In one embodiment, the acquiring the medical image data set as training data for generating the countermeasure network includes: and acquiring pre-marked medical image data.
In one embodiment, the preprocessing the training data comprises: judging whether the sizes of the obtained multiple medical image data samples are consistent; and when the sizes of the focus areas in the sample are different, cutting and correcting the inconsistent medical image data according to a preset size, and adjusting the length-width ratio of the corrected sample data.
In one embodiment, the method further comprises the following steps: and defining a loss function of the CycleGAN model and defining a loss function of the convolutional neural network model.
In one embodiment, training the CycleGAN model comprises: initializing parameters of each layer of network, uninterruptedly inputting training samples within a preset time period, and calculating a loss value of the network according to the loss function; calculating the gradient of the parameters of each layer of network through back propagation, and optimizing the parameters of each layer of network through an Adam optimization algorithm.
In one embodiment, the data enhancement using the trained CycleGAN model includes: and converting the image without the focus information into an image with the focus information of a preset modality by using the cycleGAN model.
In one embodiment, the CycleGAN model consists of two generators and two discriminators.
In a second aspect, the present invention provides a computer-readable storage medium, on which a computer program is stored, which, when executed by a processor, implements the method for identifying and classifying a lesion modality based on generation of anti-network data enhancement according to the first aspect.
In a third aspect, an embodiment of the present invention provides a computer program product containing instructions, which when run on a computer, causes the computer to perform the method according to the first aspect.
In a fourth aspect, an embodiment of the present invention further provides an apparatus for identifying a lesion modality based on medical imaging with data enhancement generated by an anti-network, where the apparatus includes: the acquisition and preprocessing module is used for acquiring a medical image sample data set as training data for training to generate an confrontation network and preprocessing the training data; the construction module is used for constructing a CycleGAN model and a convolutional neural network model according to a training target; the combination module is used for combining the loss function of the CycleGAN model, the loss function of the convolutional neural network model and a training target; the training and enhancing module is used for training the cycleGAN model and enhancing data by using the trained cycleGAN model; the training and verifying module is used for training the convolutional neural network model and verifying the accuracy of the convolutional neural network classifier on a test set by using the trained convolutional neural network classifier; the training and enhancing module is used for performing data enhancement on the data, and the convolutional neural network model in the training and verifying module is used for performing data classification on the data.

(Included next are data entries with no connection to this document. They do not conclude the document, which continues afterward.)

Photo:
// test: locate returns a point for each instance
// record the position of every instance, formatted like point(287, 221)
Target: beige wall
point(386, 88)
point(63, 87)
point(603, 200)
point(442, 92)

In one embodiment, the acquisition and preprocessing module includes: and the marking unit is used for acquiring a medical image data sample marked in advance.
In one embodiment, the acquiring and preprocessing module further includes: the judging unit is used for judging whether the acquired focus regions and the acquired modes have the same size; and the cutting and adjusting unit is used for cutting the inconsistent medical image data sample according to a preset size and adjusting the length-width ratio of the cut data sample when the size of the focus area is inconsistent.
In one embodiment, the method further comprises the following steps: and the combination module is used for defining the loss function of the CycleGAN model and defining the loss function of the convolutional neural network model.
In one embodiment, the training and enhancement module comprises: the first calculation unit is used for initializing parameters of each layer of network, inputting training samples uninterruptedly within a preset time period, and calculating a loss value of the network according to a loss function; the second calculation unit is used for calculating the gradient of the parameters of each layer of network through back propagation; and the optimization unit is used for optimizing the parameters of each layer of network through an Adam optimization algorithm.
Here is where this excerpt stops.